A good dithering function would need to return every number in the 8-bit range when called with every 8-bit number. It would therefore also need to produce no duplicate numbers - not random, just shuffled. It's best if it tends not to put similar numbers together in sequence - the difference between each number aught to be high - ideally about 64-127 I figure.

The limitations are also interesting - it's a time critical application.

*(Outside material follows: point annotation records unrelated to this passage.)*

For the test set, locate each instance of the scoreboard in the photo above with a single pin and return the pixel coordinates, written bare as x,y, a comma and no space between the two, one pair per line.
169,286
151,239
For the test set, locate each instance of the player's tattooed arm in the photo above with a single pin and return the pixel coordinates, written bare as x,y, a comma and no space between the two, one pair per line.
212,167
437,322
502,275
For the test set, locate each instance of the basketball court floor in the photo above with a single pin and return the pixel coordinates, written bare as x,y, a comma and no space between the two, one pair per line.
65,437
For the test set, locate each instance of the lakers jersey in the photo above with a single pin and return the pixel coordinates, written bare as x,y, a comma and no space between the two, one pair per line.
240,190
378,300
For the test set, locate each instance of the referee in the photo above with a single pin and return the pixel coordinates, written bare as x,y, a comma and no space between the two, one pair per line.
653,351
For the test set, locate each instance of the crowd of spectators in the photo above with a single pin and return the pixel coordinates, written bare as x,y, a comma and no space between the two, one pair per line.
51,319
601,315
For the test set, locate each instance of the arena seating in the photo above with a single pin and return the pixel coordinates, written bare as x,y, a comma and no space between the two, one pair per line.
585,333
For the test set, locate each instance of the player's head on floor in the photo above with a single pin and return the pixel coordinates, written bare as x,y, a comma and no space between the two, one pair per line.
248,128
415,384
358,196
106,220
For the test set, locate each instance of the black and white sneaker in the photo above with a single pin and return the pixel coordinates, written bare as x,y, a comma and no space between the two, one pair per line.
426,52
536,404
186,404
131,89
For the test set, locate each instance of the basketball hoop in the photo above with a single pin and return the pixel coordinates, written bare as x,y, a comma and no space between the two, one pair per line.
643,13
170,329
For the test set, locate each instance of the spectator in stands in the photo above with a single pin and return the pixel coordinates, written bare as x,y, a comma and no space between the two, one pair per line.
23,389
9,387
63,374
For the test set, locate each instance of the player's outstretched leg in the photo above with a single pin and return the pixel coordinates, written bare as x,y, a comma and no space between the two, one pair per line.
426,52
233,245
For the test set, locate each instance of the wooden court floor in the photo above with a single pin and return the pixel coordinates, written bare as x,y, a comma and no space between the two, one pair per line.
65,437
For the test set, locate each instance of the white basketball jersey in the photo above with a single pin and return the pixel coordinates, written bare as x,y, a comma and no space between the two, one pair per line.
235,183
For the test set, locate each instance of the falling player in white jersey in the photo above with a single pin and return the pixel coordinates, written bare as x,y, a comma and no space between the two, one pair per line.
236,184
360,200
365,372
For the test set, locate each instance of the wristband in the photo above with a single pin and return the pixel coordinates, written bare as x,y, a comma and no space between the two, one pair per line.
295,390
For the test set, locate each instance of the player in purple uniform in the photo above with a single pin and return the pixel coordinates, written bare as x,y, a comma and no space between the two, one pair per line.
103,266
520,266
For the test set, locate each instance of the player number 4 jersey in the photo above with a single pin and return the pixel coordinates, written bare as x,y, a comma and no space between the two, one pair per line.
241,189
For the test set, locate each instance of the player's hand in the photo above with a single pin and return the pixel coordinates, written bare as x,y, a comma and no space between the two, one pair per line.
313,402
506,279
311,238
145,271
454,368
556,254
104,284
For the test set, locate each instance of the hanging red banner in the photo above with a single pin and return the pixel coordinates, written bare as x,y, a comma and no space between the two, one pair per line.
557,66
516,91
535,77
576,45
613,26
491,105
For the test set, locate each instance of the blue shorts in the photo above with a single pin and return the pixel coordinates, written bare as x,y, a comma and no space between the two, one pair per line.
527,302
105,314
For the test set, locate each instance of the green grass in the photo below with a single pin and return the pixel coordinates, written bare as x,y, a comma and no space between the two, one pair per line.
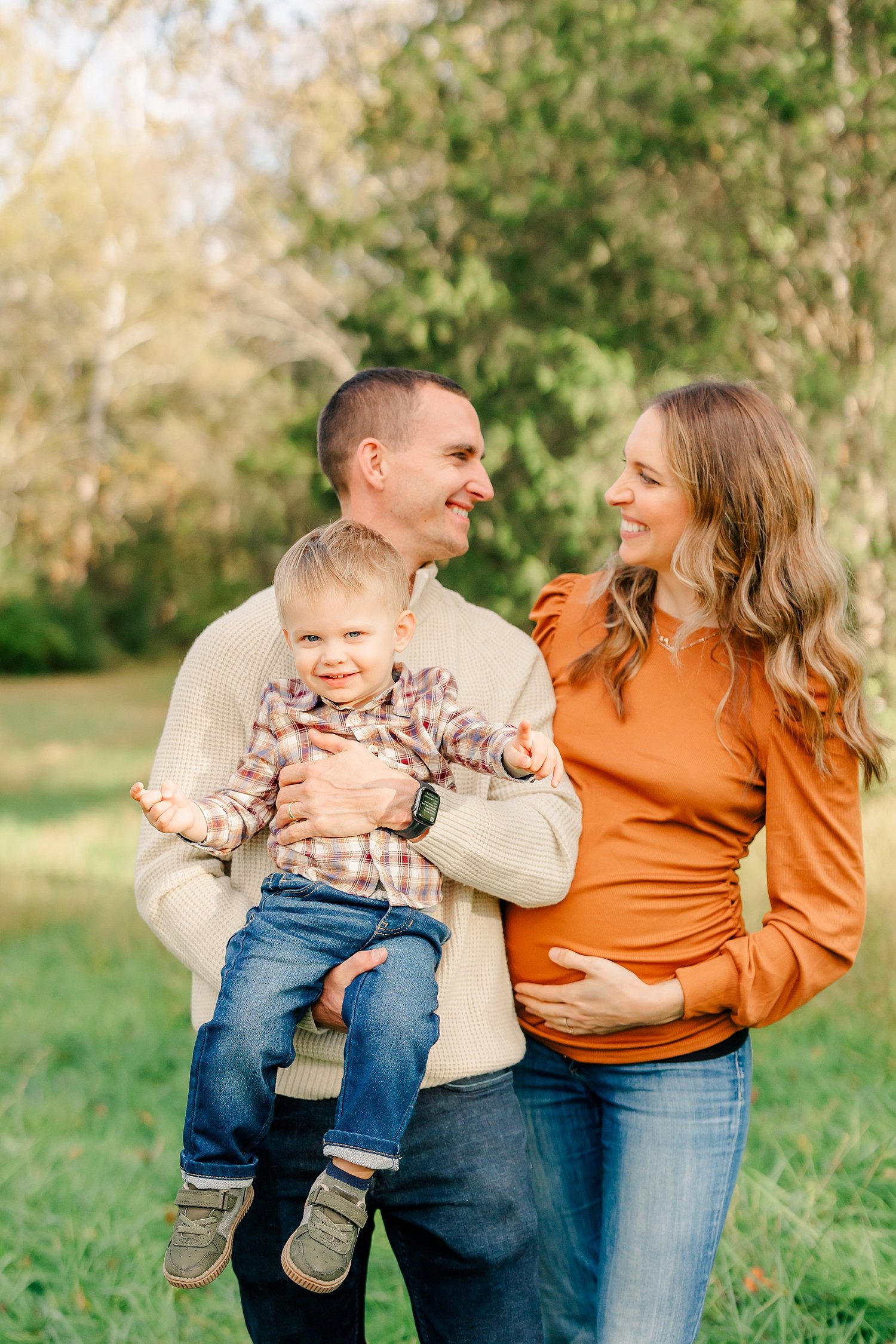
94,1053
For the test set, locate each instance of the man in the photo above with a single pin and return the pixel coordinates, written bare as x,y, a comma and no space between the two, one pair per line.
403,450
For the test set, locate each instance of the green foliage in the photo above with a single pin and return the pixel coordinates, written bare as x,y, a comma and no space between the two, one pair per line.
42,635
578,203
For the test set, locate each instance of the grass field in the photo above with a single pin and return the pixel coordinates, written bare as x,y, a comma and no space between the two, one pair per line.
94,1051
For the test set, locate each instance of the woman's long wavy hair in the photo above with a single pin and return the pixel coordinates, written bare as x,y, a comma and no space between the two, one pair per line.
758,562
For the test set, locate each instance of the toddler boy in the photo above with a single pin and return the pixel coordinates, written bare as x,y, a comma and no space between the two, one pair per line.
342,596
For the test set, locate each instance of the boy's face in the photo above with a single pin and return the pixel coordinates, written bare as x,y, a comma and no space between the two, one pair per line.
344,644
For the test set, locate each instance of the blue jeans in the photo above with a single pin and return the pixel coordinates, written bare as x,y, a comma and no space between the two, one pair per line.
634,1167
458,1214
273,974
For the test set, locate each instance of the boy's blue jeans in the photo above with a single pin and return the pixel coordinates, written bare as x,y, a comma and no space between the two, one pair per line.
273,974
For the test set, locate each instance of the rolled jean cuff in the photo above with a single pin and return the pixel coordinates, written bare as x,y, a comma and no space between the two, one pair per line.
217,1183
218,1175
352,1148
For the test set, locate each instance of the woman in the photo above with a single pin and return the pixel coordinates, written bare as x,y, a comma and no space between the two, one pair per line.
707,686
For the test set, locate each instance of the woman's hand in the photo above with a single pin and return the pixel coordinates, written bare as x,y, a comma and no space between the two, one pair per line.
607,998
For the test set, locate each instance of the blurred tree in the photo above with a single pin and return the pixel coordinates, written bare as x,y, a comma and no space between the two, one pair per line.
159,336
573,205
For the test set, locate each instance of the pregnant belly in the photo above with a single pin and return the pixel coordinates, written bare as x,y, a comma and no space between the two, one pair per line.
649,929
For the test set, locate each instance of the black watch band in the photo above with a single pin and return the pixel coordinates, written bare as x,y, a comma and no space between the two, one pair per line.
425,809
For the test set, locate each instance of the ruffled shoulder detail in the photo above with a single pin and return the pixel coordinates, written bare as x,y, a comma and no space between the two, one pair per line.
548,606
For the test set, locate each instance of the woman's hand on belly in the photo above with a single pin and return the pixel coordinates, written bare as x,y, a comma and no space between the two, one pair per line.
607,999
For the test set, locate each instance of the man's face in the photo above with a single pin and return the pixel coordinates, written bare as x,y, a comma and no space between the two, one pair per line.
435,480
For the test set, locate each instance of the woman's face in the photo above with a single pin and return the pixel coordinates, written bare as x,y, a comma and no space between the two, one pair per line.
653,506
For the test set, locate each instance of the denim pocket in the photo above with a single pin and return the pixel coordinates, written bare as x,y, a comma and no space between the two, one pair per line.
481,1082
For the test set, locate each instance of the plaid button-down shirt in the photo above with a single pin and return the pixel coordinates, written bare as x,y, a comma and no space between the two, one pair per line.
416,725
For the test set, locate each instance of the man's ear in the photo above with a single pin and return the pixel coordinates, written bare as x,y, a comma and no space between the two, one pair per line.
373,463
405,628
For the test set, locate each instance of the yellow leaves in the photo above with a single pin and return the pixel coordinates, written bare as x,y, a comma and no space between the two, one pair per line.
755,1278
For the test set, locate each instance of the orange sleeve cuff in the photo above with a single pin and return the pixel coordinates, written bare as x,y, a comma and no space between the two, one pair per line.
710,987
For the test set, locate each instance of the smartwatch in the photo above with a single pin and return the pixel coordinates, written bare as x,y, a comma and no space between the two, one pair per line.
424,814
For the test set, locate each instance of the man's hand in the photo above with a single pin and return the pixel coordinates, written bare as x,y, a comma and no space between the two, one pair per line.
328,1009
533,753
607,999
349,792
170,811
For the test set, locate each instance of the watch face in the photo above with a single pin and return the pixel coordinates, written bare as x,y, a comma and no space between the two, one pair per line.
428,808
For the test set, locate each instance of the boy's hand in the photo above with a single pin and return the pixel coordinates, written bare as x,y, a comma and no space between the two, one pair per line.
533,753
170,811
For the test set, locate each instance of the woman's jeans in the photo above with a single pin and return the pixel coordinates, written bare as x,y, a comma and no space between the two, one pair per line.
634,1167
273,974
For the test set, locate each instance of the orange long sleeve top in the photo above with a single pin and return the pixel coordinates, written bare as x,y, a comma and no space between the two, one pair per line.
670,809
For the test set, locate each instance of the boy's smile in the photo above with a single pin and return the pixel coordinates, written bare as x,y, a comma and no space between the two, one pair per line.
344,644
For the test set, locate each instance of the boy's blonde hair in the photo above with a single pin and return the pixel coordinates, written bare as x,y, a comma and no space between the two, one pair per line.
344,556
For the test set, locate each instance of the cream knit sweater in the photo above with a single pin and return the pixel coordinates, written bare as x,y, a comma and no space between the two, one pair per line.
493,837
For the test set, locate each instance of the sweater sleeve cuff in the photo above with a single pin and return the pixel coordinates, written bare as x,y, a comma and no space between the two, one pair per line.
711,987
500,739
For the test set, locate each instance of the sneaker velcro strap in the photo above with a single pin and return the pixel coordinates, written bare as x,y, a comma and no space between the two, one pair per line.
330,1199
202,1198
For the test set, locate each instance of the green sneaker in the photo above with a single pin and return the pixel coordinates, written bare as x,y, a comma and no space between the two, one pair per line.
203,1234
319,1254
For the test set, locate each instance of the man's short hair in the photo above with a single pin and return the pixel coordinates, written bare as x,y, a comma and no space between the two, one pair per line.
342,556
375,404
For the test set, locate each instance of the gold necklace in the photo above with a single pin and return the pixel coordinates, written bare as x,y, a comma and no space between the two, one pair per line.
668,644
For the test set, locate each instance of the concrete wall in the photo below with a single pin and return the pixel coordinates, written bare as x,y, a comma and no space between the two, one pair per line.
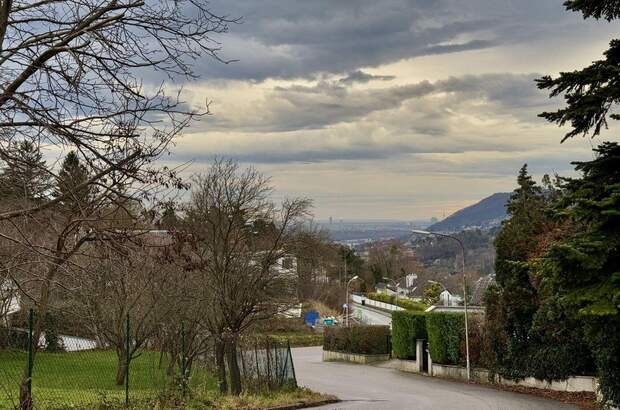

Addition, subtraction, and bitwise operations cost 1 arbitrary unit of time, multiplication costs 2 units, and division costs 4 units. Floats are out of the questions, and the costs roughly double for every multiple of 8 bits used in an intermediate number. Lookup tables are possible, but would use roughly half of the total memory capacity of the device - so fast algorithms are best for reusability, but good quality slow algorithms are also very useful when there's space to precompute.

Thanks for helping me out with any ideas or musings. :)

Answer 1

Not 100% sure I understand correctly, but basically I think that any numbers that doesn't divide 256 will generate the group of numbers 0..255 if you just keep adding it to itself modulo 256. Some flashbacks from the abstract algebra class...

like this:

s = {}

n = 157
for i in range(0, 256):
   s[n] = True
   print n
   n += 157
   n %= 256

print "check: has to be 256: ", len(s) 

EDIT: replaced small generator with a larger one to make the distribution more "random".

Answer 2

Example: Using a phase accumulator for 5 bit dither within an 8 bit register, where duty = 1 to 31 [% = duty / (1 << bits)].

// Easier to do in assembly, where there is access to the carry flag
unsigned bits = 5;  // states = 1 << bits
unsigned carry = 7; // keep carry bit within an 8 bit register, limits bits
unsigned frq = ((1 << carry) * duty) / (1 << bits); // More than 8 bit intermediate value
unsigned phs = 0;
for (i = 0; i < (1 << bits); i++) {
    phs += frq;  // Carry is high bit
    output((phs >> carry) & 1);  // Output carry
    phs &= (1 << carry) - 1;  // Discard carry
}

The dither patterns look like:

00: 00000000000000000000000000000000
01: 00000000000000000000000000000001
02: 00000000000000010000000000000001
03: 00000000001000000000010000000001
04: 00000001000000010000000100000001
05: 00000010000010000001000001000001
06: 00000100001000010000010000100001
07: 00001000010001000010001000010001
08: 00010001000100010001000100010001
09: 00010001001000100100010010001001
10: 00010010010010010001001001001001
11: 00100100100100100100100100100101
12: 00100101001001010010010100100101
13: 00101001010010100101001010010101
14: 00101010010101010010101001010101
15: 00101010101010100101010101010101
16: 01010101010101010101010101010101
17: 01010101010101011010101010101011
18: 01010101101010110101010110101011
19: 01010110101101011010110101101011
20: 01011011010110110101101101011011
21: 01011011011011011011011011011011
22: 01101101101101110110110110110111
23: 01101110110111011011101101110111
24: 01110111011101110111011101110111
25: 01110111101110111101110111101111
26: 01111011110111110111101111011111
27: 01111101111101111110111110111111
28: 01111111011111110111111101111111
29: 01111111110111111111101111111111
30: 01111111111111110111111111111111
31: 01111111111111111111111111111111

frq may need to be calculated in a loop one bit at a time if you don't have wide enough integers (or in assembler when there is no multiply nor divide).

Optionally the dither patterns can be pre-calculated and coded as constants in a look-up table.

Only the patterns for powers of two have no noise; this won't matter unless you are doing audio or RF synthesis. Otherwise the other patterns have birdies. Scrambling the order of pattern bits after outputting a pattern once would add noise, but remove the birdies. A LFSR function with a long repetition period that doesn't add nor remove bits (number of ones and zeros remains the same, just their order changes) could be used to do this.

Note that to output a complete pattern at 60 Hz frame rate requires a dither frequency of 60 Hz * (1 << bits) = 1.92 kHz. Probably can get away with much lower dither frequency for LED without flicker, like (1 << bits) = 32 Hz. Experiment!